【遊技産業の視点 Weekly View】新紙幣発行と遊技業界

 □ぱちんこジャーナリスト、LOGOSインテリジェンスパートナー POKKA吉田

 9日、麻生財務相が2024年に新紙幣と新硬貨を発行すると会見で発表した。一万円札、五千円札、千円札、五百円硬貨が変わることになる。パチンコ・パチスロの客は、その全てが現金商売だ(ごく少数のデビットカードも含む)。そして、全国的に、どんなホール店舗でも、遊技機1台に客は1人だけ。その客は自身が座っている遊技機に備え付けられている投入口に現金(ほとんどが紙幣)を投入して玉やメダルを借りる。1台ごとに紙幣識別機があるわけだ。

 2004年の新紙幣発行後、ホール店舗においてユニット入れ替え需要がかなり急増している。少し前に二千円札が発行されたこともあり、全ての種類の紙幣を識別できる新商品をユニット業者各社が販売した。ホール側もかなり入れ替えをしており、ちょうどこの頃から「全ての台に紙幣識別機能」というのも一般化していった。それまでは「隔台」も普通だったし、もっと前は「島の入り口に1つの玉貸し機」というのもあった。

 いま考えると、ぱちんこ営業において営業単位面積あたりの紙幣識別機の導入数は他業種を圧倒する。それらが2024年に入れ替わるということは、ぱちんこ業界向けユニット設備業種にとっては特需になるだろう。

 ホール職域は、こういった「政府などによる強制的な設備投資」を伝統的に嫌がる。だから「特需」という言葉にかなり強い反発を示すことが多い。このため、特需という言葉を私もあまり使わないように気を付けている。しかし、今回は、タイミング的には令和への移行があり、天皇陛下の退位と即位がある。業界的にはあと2年後に全ての遊技機が改正規則機に入れ替わる。各社、課題の山を越えたあとの今から5年後の新紙幣発行だ。

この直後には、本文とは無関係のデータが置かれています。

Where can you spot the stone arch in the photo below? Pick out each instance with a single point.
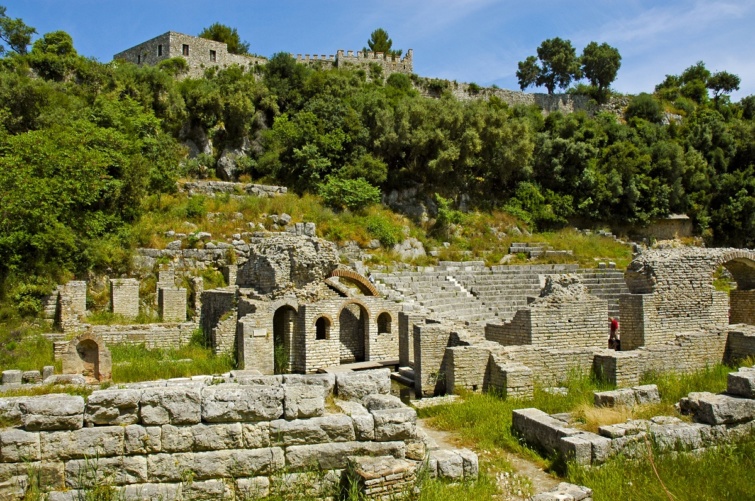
(353, 331)
(323, 324)
(365, 286)
(741, 265)
(385, 322)
(87, 355)
(285, 315)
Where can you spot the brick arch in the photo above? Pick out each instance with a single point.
(364, 285)
(741, 265)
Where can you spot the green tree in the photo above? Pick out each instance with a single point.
(227, 35)
(380, 42)
(558, 66)
(15, 33)
(722, 82)
(600, 64)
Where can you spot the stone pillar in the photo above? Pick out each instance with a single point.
(230, 273)
(617, 367)
(406, 323)
(166, 279)
(430, 342)
(636, 312)
(255, 347)
(742, 307)
(124, 297)
(197, 286)
(172, 304)
(466, 368)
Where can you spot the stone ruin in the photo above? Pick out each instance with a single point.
(242, 434)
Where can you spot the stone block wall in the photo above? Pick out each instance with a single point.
(742, 307)
(194, 440)
(199, 53)
(166, 335)
(172, 304)
(124, 297)
(741, 343)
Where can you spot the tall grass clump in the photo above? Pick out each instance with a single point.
(722, 473)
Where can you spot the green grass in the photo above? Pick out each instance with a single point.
(715, 474)
(132, 363)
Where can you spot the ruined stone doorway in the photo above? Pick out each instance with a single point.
(354, 329)
(284, 327)
(740, 275)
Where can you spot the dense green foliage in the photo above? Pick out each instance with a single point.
(82, 143)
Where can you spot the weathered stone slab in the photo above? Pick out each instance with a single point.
(741, 384)
(646, 394)
(18, 446)
(215, 464)
(381, 402)
(357, 385)
(113, 407)
(565, 492)
(724, 409)
(170, 405)
(231, 402)
(538, 428)
(332, 428)
(142, 440)
(624, 397)
(257, 435)
(102, 441)
(395, 424)
(162, 492)
(52, 412)
(364, 422)
(125, 470)
(303, 401)
(333, 456)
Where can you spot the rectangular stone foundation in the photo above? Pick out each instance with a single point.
(124, 297)
(172, 304)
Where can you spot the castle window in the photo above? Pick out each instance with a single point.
(322, 328)
(384, 323)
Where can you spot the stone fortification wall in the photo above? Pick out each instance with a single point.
(164, 335)
(565, 315)
(672, 292)
(718, 419)
(742, 307)
(741, 343)
(199, 53)
(197, 439)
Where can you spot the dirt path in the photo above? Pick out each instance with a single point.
(514, 486)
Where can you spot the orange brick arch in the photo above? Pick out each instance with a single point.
(364, 285)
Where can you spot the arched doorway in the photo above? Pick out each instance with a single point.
(284, 327)
(353, 330)
(739, 279)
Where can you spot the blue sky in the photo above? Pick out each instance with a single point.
(477, 41)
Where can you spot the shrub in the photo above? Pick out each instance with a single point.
(352, 194)
(384, 230)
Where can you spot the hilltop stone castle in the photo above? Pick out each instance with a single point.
(201, 54)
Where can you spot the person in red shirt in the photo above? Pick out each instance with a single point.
(614, 343)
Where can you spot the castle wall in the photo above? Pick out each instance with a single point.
(195, 440)
(742, 307)
(199, 53)
(578, 323)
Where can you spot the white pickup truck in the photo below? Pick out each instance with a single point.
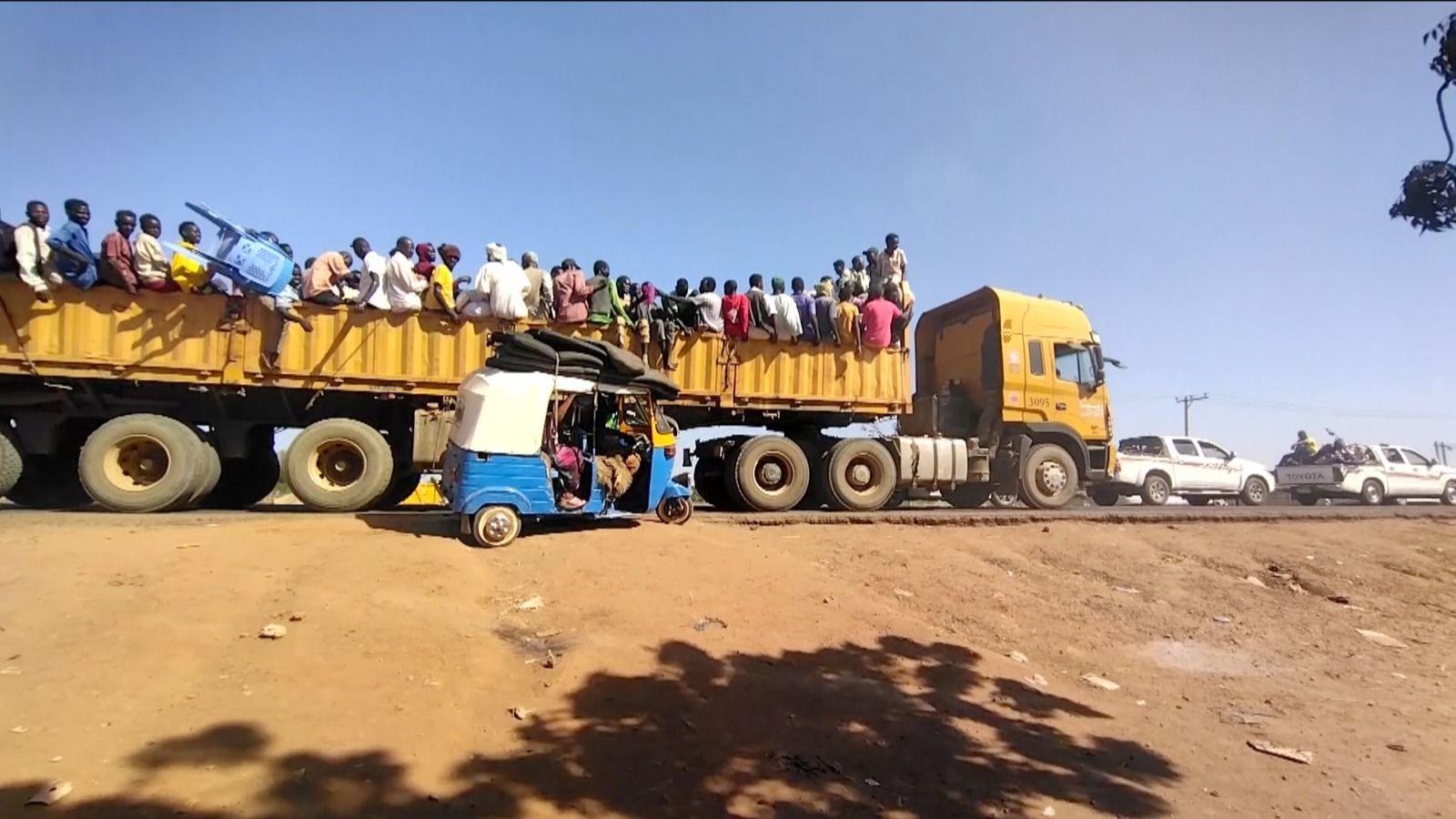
(1159, 467)
(1385, 474)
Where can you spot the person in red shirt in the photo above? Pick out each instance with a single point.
(735, 312)
(118, 264)
(878, 317)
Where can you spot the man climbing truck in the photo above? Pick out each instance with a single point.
(145, 404)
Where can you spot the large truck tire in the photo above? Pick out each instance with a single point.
(11, 460)
(968, 496)
(768, 474)
(339, 465)
(1048, 477)
(245, 481)
(142, 462)
(50, 481)
(400, 487)
(859, 475)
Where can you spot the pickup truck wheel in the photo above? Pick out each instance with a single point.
(861, 475)
(769, 474)
(968, 496)
(143, 462)
(11, 460)
(1256, 491)
(339, 465)
(1155, 490)
(1048, 479)
(1372, 493)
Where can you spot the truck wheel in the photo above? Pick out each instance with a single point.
(1155, 490)
(859, 475)
(711, 486)
(495, 526)
(1048, 479)
(1004, 500)
(245, 480)
(968, 496)
(142, 462)
(1256, 491)
(11, 460)
(399, 490)
(210, 475)
(50, 481)
(339, 465)
(768, 474)
(1372, 493)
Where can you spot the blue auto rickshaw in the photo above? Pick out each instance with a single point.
(502, 464)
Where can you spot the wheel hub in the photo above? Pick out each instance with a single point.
(137, 462)
(339, 464)
(1052, 477)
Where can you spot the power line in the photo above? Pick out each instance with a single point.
(1188, 401)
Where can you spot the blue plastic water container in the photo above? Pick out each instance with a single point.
(251, 261)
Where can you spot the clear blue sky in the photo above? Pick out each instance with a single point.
(1208, 181)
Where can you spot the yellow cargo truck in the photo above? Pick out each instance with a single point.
(155, 401)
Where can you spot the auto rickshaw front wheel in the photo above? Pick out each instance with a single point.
(495, 526)
(674, 511)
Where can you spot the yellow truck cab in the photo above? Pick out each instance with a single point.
(1023, 379)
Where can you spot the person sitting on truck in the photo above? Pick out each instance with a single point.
(371, 276)
(735, 312)
(187, 273)
(499, 288)
(400, 286)
(878, 318)
(33, 251)
(785, 314)
(440, 290)
(604, 300)
(152, 259)
(539, 293)
(804, 303)
(571, 293)
(710, 305)
(73, 256)
(116, 264)
(846, 319)
(761, 315)
(324, 278)
(824, 312)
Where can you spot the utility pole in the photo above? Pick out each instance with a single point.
(1187, 401)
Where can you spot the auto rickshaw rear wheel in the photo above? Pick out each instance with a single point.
(674, 511)
(495, 526)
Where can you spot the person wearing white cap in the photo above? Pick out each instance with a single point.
(499, 288)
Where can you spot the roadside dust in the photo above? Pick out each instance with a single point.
(861, 669)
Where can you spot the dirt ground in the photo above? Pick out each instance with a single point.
(723, 669)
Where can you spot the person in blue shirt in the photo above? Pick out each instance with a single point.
(75, 258)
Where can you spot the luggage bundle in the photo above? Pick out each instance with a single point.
(541, 350)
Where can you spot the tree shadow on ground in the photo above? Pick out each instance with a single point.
(846, 731)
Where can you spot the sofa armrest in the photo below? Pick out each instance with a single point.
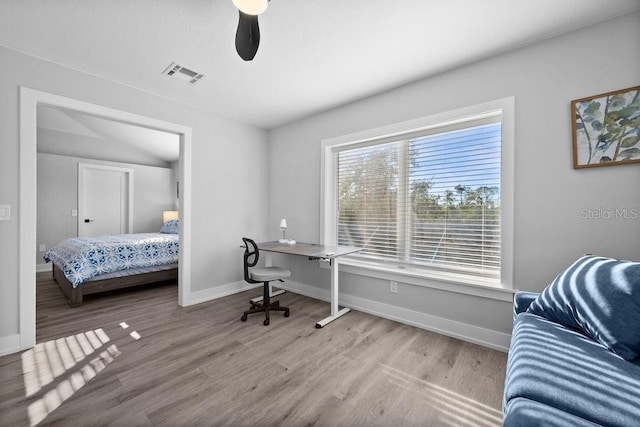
(522, 300)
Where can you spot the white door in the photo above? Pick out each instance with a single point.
(105, 200)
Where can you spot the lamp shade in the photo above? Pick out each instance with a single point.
(251, 7)
(168, 215)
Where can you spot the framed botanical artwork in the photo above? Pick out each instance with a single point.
(606, 129)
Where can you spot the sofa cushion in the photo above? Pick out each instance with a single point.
(529, 413)
(599, 296)
(564, 369)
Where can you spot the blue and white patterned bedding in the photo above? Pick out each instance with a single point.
(83, 258)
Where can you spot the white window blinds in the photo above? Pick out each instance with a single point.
(428, 199)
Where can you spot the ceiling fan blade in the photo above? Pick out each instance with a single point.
(247, 36)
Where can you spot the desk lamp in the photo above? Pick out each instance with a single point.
(283, 227)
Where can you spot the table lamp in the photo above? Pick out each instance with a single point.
(283, 227)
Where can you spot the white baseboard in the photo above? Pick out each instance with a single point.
(471, 333)
(43, 268)
(221, 291)
(9, 344)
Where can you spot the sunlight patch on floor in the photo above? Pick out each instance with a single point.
(459, 409)
(54, 370)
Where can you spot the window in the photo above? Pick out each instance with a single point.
(426, 199)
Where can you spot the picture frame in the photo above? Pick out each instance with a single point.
(606, 129)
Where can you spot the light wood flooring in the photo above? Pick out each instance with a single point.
(202, 366)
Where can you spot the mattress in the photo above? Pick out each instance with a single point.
(84, 258)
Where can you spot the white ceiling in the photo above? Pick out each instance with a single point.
(314, 54)
(73, 133)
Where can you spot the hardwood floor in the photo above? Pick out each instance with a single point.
(202, 366)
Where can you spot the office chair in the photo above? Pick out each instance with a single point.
(261, 275)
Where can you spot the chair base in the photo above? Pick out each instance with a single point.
(266, 306)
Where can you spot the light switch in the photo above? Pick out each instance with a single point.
(5, 212)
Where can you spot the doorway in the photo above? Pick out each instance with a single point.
(29, 100)
(105, 200)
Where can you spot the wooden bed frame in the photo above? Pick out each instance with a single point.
(75, 295)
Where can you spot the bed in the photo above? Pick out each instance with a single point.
(88, 265)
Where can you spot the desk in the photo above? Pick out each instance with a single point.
(322, 252)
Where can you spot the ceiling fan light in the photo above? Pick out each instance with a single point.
(251, 7)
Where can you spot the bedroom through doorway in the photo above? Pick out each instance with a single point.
(99, 124)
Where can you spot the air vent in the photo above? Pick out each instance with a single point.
(182, 73)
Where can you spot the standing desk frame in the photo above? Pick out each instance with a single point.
(318, 252)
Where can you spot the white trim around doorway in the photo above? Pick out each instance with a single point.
(29, 100)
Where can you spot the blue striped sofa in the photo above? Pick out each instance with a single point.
(560, 375)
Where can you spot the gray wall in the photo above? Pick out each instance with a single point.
(58, 194)
(549, 194)
(222, 150)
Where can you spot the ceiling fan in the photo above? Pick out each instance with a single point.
(248, 32)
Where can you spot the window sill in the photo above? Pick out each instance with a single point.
(430, 279)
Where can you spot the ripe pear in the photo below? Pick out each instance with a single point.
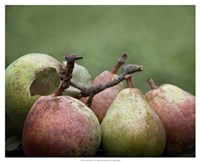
(176, 109)
(60, 126)
(23, 78)
(131, 128)
(81, 76)
(102, 100)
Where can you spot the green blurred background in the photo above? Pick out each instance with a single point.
(161, 38)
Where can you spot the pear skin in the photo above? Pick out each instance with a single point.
(131, 127)
(176, 109)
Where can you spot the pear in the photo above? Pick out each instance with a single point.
(103, 100)
(131, 128)
(81, 76)
(60, 126)
(27, 78)
(176, 109)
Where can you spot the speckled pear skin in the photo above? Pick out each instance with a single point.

 現金商売の代表格であるぱちんこ業界は、この件、案外、対応力があると私は見ている。政府の思惑どおり、偽造防止対策と経済効果があるなら、ポジティブに受け取ってもいいかもしれない。

                   ◇

【プロフィル】POKKA吉田

 ぽっか・よしだ 本名は岡崎徹。1971年生まれ。神戸大学経済学部中退。著書に『パチンコが本当になくなる日』(扶桑社新書)など。2016年2月より本名の岡崎徹としてぱちんこ業界紙「シークエンス」発行人編集長。